『名探偵 木更津悠也』 麻耶雄嵩

 久々麻耶雄嵩。白幽霊が登場する場で、様々な殺人事件が起こる。それを名探偵・木更津悠也と助手役の香月実朝が解決する4編の連作ミステリ。

「白幽霊」 白幽霊の出るという路地の近くにある、資産家の洋館で主が殺される。入り組んだ家族関係の中、いったい真犯人は。
「禁区」 白幽霊に興味を抱いた高校生たち。物見遊山で出かけたあと、その一人が校内で殺された。果たして幽霊の仕業なのか?
「交換殺人」 妻と大喧嘩をして泥酔した男に、その妻を殺す代わりにある人物を殺してほしいと交換殺人話が持ちかけられる。朝新聞をみるとその人物が殺されていた!このままでは妻が殺されてしまうと男は木更津悠也に依頼をする。(幽霊もいちおう出てくる)
「時間外返却」 鉄道ビデオに写った幽霊。その場所を特定して好奇心で集ったオカルト好きたちが死体を発見する。身許は一人暮らしの女子大生と判明。殺人後間もなく、その血痕がついたレンタルビデオを返却した犯人の意図とは。

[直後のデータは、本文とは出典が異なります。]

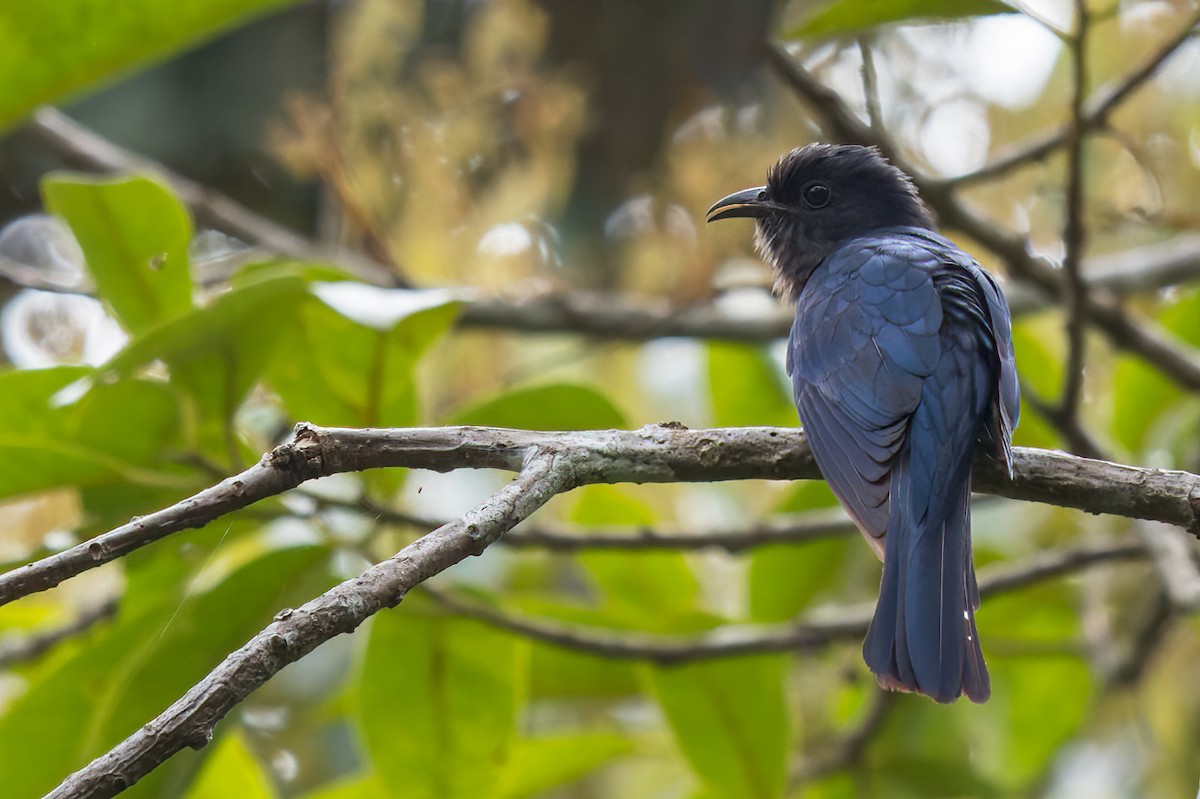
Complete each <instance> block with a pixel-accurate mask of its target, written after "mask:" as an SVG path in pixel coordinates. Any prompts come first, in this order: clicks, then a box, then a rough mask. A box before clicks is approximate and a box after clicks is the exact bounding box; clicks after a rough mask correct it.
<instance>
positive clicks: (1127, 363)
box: [1112, 290, 1200, 452]
mask: <svg viewBox="0 0 1200 799" xmlns="http://www.w3.org/2000/svg"><path fill="white" fill-rule="evenodd" d="M1198 319H1200V292H1195V290H1192V292H1187V293H1183V294H1182V296H1180V298H1178V299H1177V300H1176V301H1175V302H1172V304H1171V305H1170V306H1168V307H1166V308H1165V310H1163V312H1162V313H1160V314H1159V322H1160V323H1162V324H1163V326H1164V328H1165V329H1166V330H1168V331H1170V332H1172V334H1175V335H1176V336H1178V337H1180V338H1181V340H1183V341H1184V342H1187V343H1189V344H1192V346H1195V344H1196V343H1200V322H1198ZM1187 396H1188V395H1187V394H1186V392H1183V391H1182V390H1181V389H1180V388H1178V386H1176V385H1175V384H1174V383H1171V382H1170V380H1169V379H1166V378H1165V377H1163V373H1162V372H1159V371H1158V370H1156V368H1153V367H1152V366H1150V365H1147V364H1146V362H1145V361H1144V360H1141V359H1138V358H1133V356H1129V355H1122V356H1120V358H1118V359H1117V365H1116V371H1115V372H1114V376H1112V404H1114V408H1112V433H1114V435H1115V437H1116V439H1117V441H1120V443H1121V444H1122V445H1123V446H1126V447H1128V449H1129V450H1130V451H1133V452H1144V451H1146V450H1147V449H1158V447H1166V446H1169V445H1170V444H1171V443H1172V441H1171V440H1170V439H1172V438H1175V437H1176V434H1177V431H1174V429H1170V428H1169V427H1170V426H1163V425H1160V422H1162V420H1163V417H1164V414H1166V413H1168V411H1169V410H1171V409H1172V408H1176V407H1178V404H1180V403H1181V402H1182V401H1183V399H1184V398H1186V397H1187ZM1164 427H1165V429H1164ZM1151 433H1154V437H1153V438H1154V439H1156V440H1150V438H1151Z"/></svg>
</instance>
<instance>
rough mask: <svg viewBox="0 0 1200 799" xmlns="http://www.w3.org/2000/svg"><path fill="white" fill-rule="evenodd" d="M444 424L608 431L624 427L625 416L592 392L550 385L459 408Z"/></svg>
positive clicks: (580, 389)
mask: <svg viewBox="0 0 1200 799" xmlns="http://www.w3.org/2000/svg"><path fill="white" fill-rule="evenodd" d="M446 423H448V425H484V426H490V427H516V428H520V429H607V428H613V427H625V416H624V415H623V414H622V413H620V410H618V409H617V407H616V405H614V404H613V403H612V401H611V399H608V397H606V396H604V395H602V394H600V392H599V391H596V390H595V389H592V388H588V386H584V385H572V384H568V383H553V384H550V385H539V386H533V388H528V389H515V390H512V391H508V392H505V394H502V395H499V396H498V397H492V398H491V399H485V401H484V402H480V403H476V404H473V405H470V407H467V408H462V409H460V410H456V411H455V413H454V414H452V415H451V417H450V420H449V421H448V422H446Z"/></svg>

 どれも意外な犯人でそこそこ楽しめる、どちらかというと正攻法な連作だなと読後思った。いやだが待てよ、なんか臭うな・・・と思ったら、なーるほどまたけったいな試みをしているのね。相変わらず鈍いから解説を読んでようやく分かったよ。ということで、解説を先に読んじゃ絶対駄目よ!そうするとどうも相当ヒドい真相もあり得そうな・・・。しかしまあ何にしてもいろんな試みをするもんだなこのお方。この実験精神にはホント感服。志の高い文学実験というより、いくぶんアホらしさと大いなる無駄な努力感が漂うところがなんともいい感じなのである。そしてその底に黒光りする底意地の悪さもまた天晴れ。